We are often asked if clients can submit several samples at once for sequencing and then use one of the samples as a reference genome to compare against the remaining samples. For example, clients may have a single control sample and several treatment samples and would like to use the control as a reference sequence for the treatment samples. In general, this is not feasible on short-read instruments alone like our Illumina MiniSeq, but can be possible using the hybrid assembly of short and long-read sequencing.
The Fragmentation Process
During the library preparation process on short-read instruments, intact genomic DNA is (enzymatically or mechanically) sheared into millions of short pieces. As shown in Fig. 1, full-length intact genomic DNA is fragmented into several million short fragments (called “reads”), with each read typically about 150 base pairs (bp) in length. Every sequenced sample is fragmented into millions of reads in this fashion. The fragmented sample libraries are then sequenced on an Illumina short-read sequencer. When sequencing runs are finished, each sample still contains several million 150 bp short-reads.
Aligning to a Reference Genome
Our clients then run sequence alignment and variant calling algorithms of each sample against a known reference genome. They often use Geneious alignment algorithms for this step but many other alignment programs are available. Known reference genomes are often derived from NCBI (National Center for Biotechnology Information) or various other sources. Reference genomes from NCBI and other sites include intact, fully assembled, fully annotated, and validated genomic sequences, which are appropriate for performing sequence alignments and variant calls. For example, a typical fully assembled bacterial genome consists of a single 5 Mb (megabase) sequence. If they align one sequenced sample against an assembled reference genome, they are effectively aligning several million short-reads against a single, intact, fully assembled genome. Sequence alignment algorithms are designed to do this.
Aligning Against Mullions of Reads
In contrast, one generally cannot substitute fragmented sequenced samples for intact reference genomes. If one attempts to align a sequenced sample against another, they are in effect aligning several million short-reads from one sample against several million short-reads from another sample, which yields a very large, exponential number of very short alignments. Basically, the result is a chaotic mess. Thus, in our control-treatment scenario, one cannot arbitrarily choose one sequenced sample as a control and align the remaining treatment samples to it, as they would be aligning millions of reads in each treatment sample against millions of reads in the control sample. Therefore, it is usually recommended that sequenced samples be aligned to known reference genomes as deposited in standard databases like NCBI.

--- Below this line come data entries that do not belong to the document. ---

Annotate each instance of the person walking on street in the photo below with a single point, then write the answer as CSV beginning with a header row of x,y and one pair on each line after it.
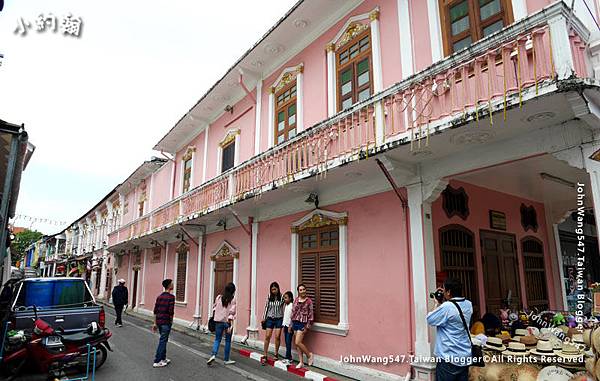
x,y
164,309
452,342
224,311
302,319
288,334
120,299
272,320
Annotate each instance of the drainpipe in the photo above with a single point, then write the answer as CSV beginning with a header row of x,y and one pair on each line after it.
x,y
241,82
404,203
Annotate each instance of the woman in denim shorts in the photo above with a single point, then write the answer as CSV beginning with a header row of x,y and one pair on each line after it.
x,y
272,320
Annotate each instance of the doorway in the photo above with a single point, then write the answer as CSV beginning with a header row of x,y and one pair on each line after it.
x,y
223,273
500,271
134,286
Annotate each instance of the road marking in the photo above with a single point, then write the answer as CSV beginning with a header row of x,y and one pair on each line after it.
x,y
233,368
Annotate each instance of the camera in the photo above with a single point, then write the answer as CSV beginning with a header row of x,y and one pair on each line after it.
x,y
437,295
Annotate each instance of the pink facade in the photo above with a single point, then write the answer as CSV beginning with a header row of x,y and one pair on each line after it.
x,y
389,266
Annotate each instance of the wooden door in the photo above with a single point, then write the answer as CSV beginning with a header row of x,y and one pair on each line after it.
x,y
134,291
223,274
500,270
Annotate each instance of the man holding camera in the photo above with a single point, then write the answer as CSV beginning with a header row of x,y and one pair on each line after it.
x,y
452,343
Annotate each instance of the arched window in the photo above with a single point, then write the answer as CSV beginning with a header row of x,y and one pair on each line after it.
x,y
457,252
535,273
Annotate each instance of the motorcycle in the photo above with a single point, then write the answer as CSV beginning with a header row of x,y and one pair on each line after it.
x,y
52,352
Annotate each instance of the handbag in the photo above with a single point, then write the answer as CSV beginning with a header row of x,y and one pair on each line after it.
x,y
476,351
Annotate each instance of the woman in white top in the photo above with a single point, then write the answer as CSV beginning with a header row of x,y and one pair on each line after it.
x,y
288,334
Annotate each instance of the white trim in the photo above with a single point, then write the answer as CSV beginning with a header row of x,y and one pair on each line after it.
x,y
143,296
519,9
257,124
343,326
419,270
205,153
331,85
435,30
349,21
187,270
166,260
300,102
253,321
197,311
271,120
172,184
406,47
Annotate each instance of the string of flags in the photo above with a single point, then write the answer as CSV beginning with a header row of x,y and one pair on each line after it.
x,y
30,219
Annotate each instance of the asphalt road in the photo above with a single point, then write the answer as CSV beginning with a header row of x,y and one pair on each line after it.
x,y
134,346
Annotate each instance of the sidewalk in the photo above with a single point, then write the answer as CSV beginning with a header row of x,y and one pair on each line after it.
x,y
313,373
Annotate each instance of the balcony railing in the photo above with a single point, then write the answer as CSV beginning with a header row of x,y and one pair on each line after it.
x,y
520,59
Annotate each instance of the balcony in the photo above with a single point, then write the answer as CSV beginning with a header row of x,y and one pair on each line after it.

The De Novo Assembly and Hybrid Assembly Solutions
There are alternate solutions to this issue, such as de novo assembly and short-read/long-read hybrid assemblies, but unfortunately, it is not possible to de novo assemble genomes to fully-finished form using only Illumina short-read instruments. However, it’s often possible to de novo assemble to the scaffold level, which typically generates a few hundred scaffolds, i.e. partial chromosomes or genomes (in bacteria, a single circular chromosome equals a complete genome).
In order to get a full genome, it’s generally necessary to use both short-read and long-read instruments and perform a hybrid assembly with those two results. Then, gap filling, scaffolding, and reference genome assembly tools are typically needed in conjunction with manual annotation to complete the genome. We offer long-read sequencing services for hybrid assembly. The resulting complete genome can then be used as a reference genome.